Edric had taken over Amity's wide-open motion testing range in his mad scramble to prepare a set of decoy crates. He knelt beside one of the steel-banded wooden containers, the end of his blue necktie tucked into the front of his dress shirt. Bits of black foam stuck to his clothes and his hair, and he had either smudged grease or black ink across his cheek at some point in the last few hours. Emira breathed in, paused, then gave a few shallow sniffs. Was something burning? she briefly wondered, glancing about for signs of smoke. A small pile of computer towers and laptops stood nearby, half-buried under empty plastic clamshell containers and loosely coiled black cables tipped with golden connectors. A waist-high pile of three-inch-thick shipping foam sheets had tipped over, spilling underneath a worktable covered with half-assembled control units and sensors, the remaining tabletop littered with tools.

"—broke a building?" Edric squealed in delight, a boxy gray satellite phone pressed between his shoulder and his ear. "Nice job, Mittens!" he gushed with a wide grin on his face. He snorted in a choked bit of laughter as he glanced in his twin's direction and nodded upward, 'sup?, then he bent back over a mid-sized computer tower laying on a thick sheet of dark gray foam. He lazily traced around the computer's shape with a white pencil as he added, "I didn't realize destruction of private property was one of their prime directi— oh, an accident?" He paused for a fraction of a second to switch the pencil from one hand to the other, shrugging, "No worries, I'll buy it as soon as we get off the phone."
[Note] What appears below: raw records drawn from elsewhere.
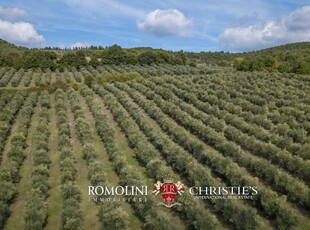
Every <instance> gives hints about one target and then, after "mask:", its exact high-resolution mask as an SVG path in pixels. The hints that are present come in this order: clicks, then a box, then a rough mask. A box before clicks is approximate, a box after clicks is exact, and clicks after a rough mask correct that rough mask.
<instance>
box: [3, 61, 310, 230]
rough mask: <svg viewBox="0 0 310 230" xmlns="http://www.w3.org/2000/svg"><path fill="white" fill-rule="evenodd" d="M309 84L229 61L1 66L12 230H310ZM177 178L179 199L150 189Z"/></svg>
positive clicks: (3, 166) (6, 161) (3, 154)
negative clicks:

Accident? A spike of concern shot through her chest as Emira leaned forward to catch his eye and mouthed, What happened?

"Yeah, yeah, no, it's fiiine, don't worry!" Her brother promised their itinerant sister as he held up a finger, like, just a sec, then gave Emira a quick head-shake of dismissal, a half-smushed expression that read no problem on his face as he tried to reassure her while also keeping the phone tightly pressed to his ear. "Send me the address. Yeah, uh-huh." He twisted on his toes and leaned over to pull an open laptop close, the fingers of one hand dancing across the keyboard, "Hold on, repeat that? Okay. Uh-huh. Utah? Gross." A map opened in a black browser window, and a satellite image of a wooden building with a sprawling parking lot filled the screen. "Oh, it's a restaurant?" Edric gasped in surprise, "I always wanted to be a chef!"